We can all have a few causes close to our heart. You have them, I have them, everyone does.
This can be an advantage or disadvantage depending on how easily you recognise it in your writing.
It can be advantageous because your writing may allow you to shed light on an issue that others hadn’t considered or perhaps make it some more immediate and real. You could write a fantasy story about sentient animals being hunted to draw attention to poaching for example. That adds an extra dimension and can help guide your writing.
There are disadvantages- don’t forget, people aren’t buying your high fantasy story to hear your views on international relations with regards to Syria. Yes, you can use some heavy-handed metaphors if you want but people buy books for the stories, the characters, the plot. A message isn’t an appropriate substitution for these. We have all read those novels where the characters feel like cardboard cut outs and strawmen, used to highlight the author’s views. It isn’t a rewarding book to read, even if you completely agree with those views.
That may all sound a bit wishy-washy. My views can make my story better but I should be careful how I include them? How?
I’ll use myself as an example and not pull any punches either!
I am extremely interested in Scottish politics, so my story North Sea Nightmare has some political intrigues going on in the background, some commentary on how crucial the North Sea oil is for the separatist plans for an independent Scottish state. That isn’t the story though, the story is about a monster tearing rig workers apart.
So I know I am deeply interested in Scottish politics- I know that and realise it. I could go on and on about it all day, examining every nuance in the extreme. I read about it, watch documentaries, talk about the latest developments. I have a very active interest in it all.
It is only natural that my writing reflects this.
However, I shouldn’t put it in everything! That would become tedious and predictable. My story, Bad Credit, that I am working on now has nothing to do with Scottish politics. Instead the emphasis is on the luxury living in Edinburgh and the extremes people will go to maintain that lifestyle.
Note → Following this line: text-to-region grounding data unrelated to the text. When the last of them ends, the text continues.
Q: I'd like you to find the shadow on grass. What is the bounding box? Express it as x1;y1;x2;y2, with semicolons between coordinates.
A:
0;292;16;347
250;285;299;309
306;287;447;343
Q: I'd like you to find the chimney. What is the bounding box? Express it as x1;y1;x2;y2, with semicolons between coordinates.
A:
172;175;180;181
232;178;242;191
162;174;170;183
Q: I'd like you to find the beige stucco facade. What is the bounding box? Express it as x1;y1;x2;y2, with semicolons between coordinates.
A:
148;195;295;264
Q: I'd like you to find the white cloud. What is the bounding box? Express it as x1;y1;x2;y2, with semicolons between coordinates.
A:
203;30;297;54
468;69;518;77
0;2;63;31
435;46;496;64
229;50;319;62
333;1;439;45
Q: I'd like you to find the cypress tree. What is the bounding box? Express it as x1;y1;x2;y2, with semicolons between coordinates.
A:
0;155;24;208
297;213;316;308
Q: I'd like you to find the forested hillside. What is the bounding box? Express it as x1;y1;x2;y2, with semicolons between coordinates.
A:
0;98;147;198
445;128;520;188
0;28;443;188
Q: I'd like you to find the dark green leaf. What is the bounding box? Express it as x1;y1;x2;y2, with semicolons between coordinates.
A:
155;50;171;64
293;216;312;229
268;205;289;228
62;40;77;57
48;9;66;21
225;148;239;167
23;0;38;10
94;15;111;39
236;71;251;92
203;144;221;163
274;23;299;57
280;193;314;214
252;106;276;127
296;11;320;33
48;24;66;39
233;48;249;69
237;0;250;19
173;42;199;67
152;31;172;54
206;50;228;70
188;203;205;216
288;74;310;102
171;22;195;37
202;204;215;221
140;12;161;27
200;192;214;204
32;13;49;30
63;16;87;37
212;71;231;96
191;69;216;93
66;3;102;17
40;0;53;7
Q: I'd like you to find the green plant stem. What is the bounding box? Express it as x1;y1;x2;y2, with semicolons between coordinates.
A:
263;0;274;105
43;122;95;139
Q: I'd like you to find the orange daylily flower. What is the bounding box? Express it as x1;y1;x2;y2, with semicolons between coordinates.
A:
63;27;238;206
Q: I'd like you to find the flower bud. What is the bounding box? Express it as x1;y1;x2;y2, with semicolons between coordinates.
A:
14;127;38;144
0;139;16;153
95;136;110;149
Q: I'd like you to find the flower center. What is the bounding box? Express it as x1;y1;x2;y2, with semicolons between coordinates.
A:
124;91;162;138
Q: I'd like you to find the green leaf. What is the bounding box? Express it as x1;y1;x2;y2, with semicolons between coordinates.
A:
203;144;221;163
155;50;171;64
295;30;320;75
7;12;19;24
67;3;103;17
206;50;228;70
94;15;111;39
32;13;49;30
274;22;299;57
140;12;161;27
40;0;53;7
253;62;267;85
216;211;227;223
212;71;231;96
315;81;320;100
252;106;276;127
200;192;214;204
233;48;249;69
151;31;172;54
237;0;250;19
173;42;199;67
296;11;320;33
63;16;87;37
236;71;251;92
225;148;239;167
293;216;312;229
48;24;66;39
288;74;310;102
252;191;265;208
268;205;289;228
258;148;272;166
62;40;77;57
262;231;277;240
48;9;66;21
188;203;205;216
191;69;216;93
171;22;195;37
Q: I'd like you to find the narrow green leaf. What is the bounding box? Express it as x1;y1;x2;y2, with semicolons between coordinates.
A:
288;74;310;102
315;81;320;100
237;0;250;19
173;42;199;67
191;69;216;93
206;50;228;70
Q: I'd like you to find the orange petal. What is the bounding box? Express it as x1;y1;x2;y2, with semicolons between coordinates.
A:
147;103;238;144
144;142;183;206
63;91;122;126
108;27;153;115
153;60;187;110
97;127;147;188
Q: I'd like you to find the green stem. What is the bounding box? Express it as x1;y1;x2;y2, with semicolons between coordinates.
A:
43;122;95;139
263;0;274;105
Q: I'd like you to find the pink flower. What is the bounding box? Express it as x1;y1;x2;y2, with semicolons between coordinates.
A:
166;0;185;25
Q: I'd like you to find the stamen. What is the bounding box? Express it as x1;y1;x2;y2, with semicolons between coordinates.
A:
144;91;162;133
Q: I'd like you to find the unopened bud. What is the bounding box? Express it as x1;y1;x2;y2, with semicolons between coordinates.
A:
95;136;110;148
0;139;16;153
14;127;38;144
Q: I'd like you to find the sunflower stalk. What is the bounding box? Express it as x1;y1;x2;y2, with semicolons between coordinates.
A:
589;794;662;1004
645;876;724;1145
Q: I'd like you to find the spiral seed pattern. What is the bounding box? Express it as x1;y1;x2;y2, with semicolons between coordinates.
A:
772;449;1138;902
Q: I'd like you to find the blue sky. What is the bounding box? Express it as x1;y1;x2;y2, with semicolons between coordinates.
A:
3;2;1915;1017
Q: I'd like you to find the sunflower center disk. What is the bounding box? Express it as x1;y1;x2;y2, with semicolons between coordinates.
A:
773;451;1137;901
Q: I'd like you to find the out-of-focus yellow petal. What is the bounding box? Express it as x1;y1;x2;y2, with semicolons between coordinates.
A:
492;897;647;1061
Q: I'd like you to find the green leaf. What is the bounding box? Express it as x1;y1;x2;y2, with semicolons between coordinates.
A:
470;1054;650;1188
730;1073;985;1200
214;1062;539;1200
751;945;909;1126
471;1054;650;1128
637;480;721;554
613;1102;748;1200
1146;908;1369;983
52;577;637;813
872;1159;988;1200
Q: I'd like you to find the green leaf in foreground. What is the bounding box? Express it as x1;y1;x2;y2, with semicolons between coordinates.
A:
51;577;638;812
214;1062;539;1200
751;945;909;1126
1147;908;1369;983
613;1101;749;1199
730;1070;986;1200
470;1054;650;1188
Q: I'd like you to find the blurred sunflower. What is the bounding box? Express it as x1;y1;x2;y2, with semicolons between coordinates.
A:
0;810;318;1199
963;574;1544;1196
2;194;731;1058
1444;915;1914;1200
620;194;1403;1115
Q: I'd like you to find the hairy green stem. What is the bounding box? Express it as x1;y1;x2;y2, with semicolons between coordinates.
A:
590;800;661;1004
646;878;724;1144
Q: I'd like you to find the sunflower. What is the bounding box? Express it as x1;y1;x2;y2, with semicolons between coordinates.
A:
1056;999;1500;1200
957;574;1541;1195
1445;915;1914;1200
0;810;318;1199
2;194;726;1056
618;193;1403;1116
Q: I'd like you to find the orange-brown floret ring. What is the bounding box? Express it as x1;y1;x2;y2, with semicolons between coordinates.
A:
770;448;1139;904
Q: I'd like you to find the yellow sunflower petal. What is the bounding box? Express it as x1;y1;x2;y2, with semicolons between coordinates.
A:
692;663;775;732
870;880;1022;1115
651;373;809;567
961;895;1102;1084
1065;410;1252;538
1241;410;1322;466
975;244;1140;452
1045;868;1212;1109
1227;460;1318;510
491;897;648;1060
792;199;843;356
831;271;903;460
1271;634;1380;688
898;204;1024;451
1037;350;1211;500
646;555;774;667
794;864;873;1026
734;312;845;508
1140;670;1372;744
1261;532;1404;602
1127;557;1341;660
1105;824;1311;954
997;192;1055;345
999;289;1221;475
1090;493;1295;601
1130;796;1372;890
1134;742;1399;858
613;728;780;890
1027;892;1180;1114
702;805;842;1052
This isn’t really a cause, more something I see in my day to day life.
Step one is awareness of what your causes are. Don’t let them slip into everything without knowing it, really be aware of them.
Step two is deciding if these can be organically included in your story. Making a critique of religious fundamentalism could add an interesting layer to your science fiction novel. Trying to force in an anti-processed sugar message to your political thriller might not be very interesting or work.
Step three is to try and make sure that all your work isn’t about the same cause. Politics found its way into North Sea Nightmare but Bad Credit and The Man with the Green Tie don’t really have that in them. If you find your last two or three books focused on a specific issue, why not change it, keeps it exciting and fresh. I’m not saying lose any intensity for your causes just don’t let them totally dominate your writing. You are the boss, not them.
Still pitch dark and freezing here! I do like that they haven’t taken down the lights on George Street.